In this cramped upstairs North London theatre, a cramped upstairs East London flat is re-created in which we find Sam and Anita getting by, but not much more. He's a social worker dealing with the fallout of Coalition Britain's headlong race to "clear up the mess" (no matter how messy it gets) and she's nine months pregnant with a second child while their first is still teething - a combination spared most parents! But Sam is concealing a mountain of debt from his wife and she is looking for an escape from the sink estate that has trapped her.
Barrie Keeffe has updated his 1989 play My Girl for 2014 and another Conservative government. Well, he has updated the references, as the social problems persist 25 years on - though the curious absence of the internet and effective mobile phones and the financial ignorance of an intelligent woman who will be in receipt of both Child Benefit and Child Tax Credit does rather stretch belief.

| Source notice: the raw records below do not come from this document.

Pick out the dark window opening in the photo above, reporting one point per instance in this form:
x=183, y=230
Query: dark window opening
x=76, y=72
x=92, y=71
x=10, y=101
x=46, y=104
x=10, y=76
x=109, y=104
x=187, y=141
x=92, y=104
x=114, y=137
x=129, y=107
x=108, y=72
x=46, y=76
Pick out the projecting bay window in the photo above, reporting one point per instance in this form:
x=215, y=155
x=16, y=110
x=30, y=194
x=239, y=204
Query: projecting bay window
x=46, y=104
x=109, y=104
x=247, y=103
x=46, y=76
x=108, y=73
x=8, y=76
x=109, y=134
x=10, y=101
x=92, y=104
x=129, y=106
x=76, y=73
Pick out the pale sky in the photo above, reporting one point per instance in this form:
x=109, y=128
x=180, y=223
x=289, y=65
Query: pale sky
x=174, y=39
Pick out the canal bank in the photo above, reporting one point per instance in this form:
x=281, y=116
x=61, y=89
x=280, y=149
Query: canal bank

That said, "message" plays stand or fall on the quality of their drama and My Girl 2 (continuing at the Old Red Lion Theatre until 12 July) sits comfortably in the long tradition that stretches from the kitchen sink realism of the late 1950s through to EastEnders misery fests today.
Intimate two-handers like this make heavy demands on their actors. Emily Plumtree's Anita aches with the desire for something better - particularly, a place in the country (though she also longs for a return to the gigs and nights out carefree London Life too). She doesn't want another man, but she wants her man to want her, something Alexander Neal's Sam is finding harder to do, as his head is turned by a client with whom he connect more easily than with his wife.
Though both actors give sensitive, strong performances, I'm not sure that I believe in them - and that's a problem in a contemporary realistic play. The episodic structure leads to some significant personality shifts, despite little time passing, and when the dialogue is straining for emotional power (and delivered at full volume in a very small space), it does not quite ring true (unless there are other hints of behind closed doors, consensual, suburban sado-masochism elsewhere that I missed). Perhaps, depsite love being a most mysterious thing, it's just too difficult to believe that Anita ever fell for Sam, never mind that she is still very much in love with him.
Whilst my taste would have been for some more of the splendid Blues Brothers inspired music and a little more comedy to leaven the traumatic fare, others will appreciate the dilemmas faced by an ordinary couple trapped in a pincer-movement between a culture of debt and the responsibilities of parenthood. As everyone says at the time and you just can't believe - they do grow up quick though!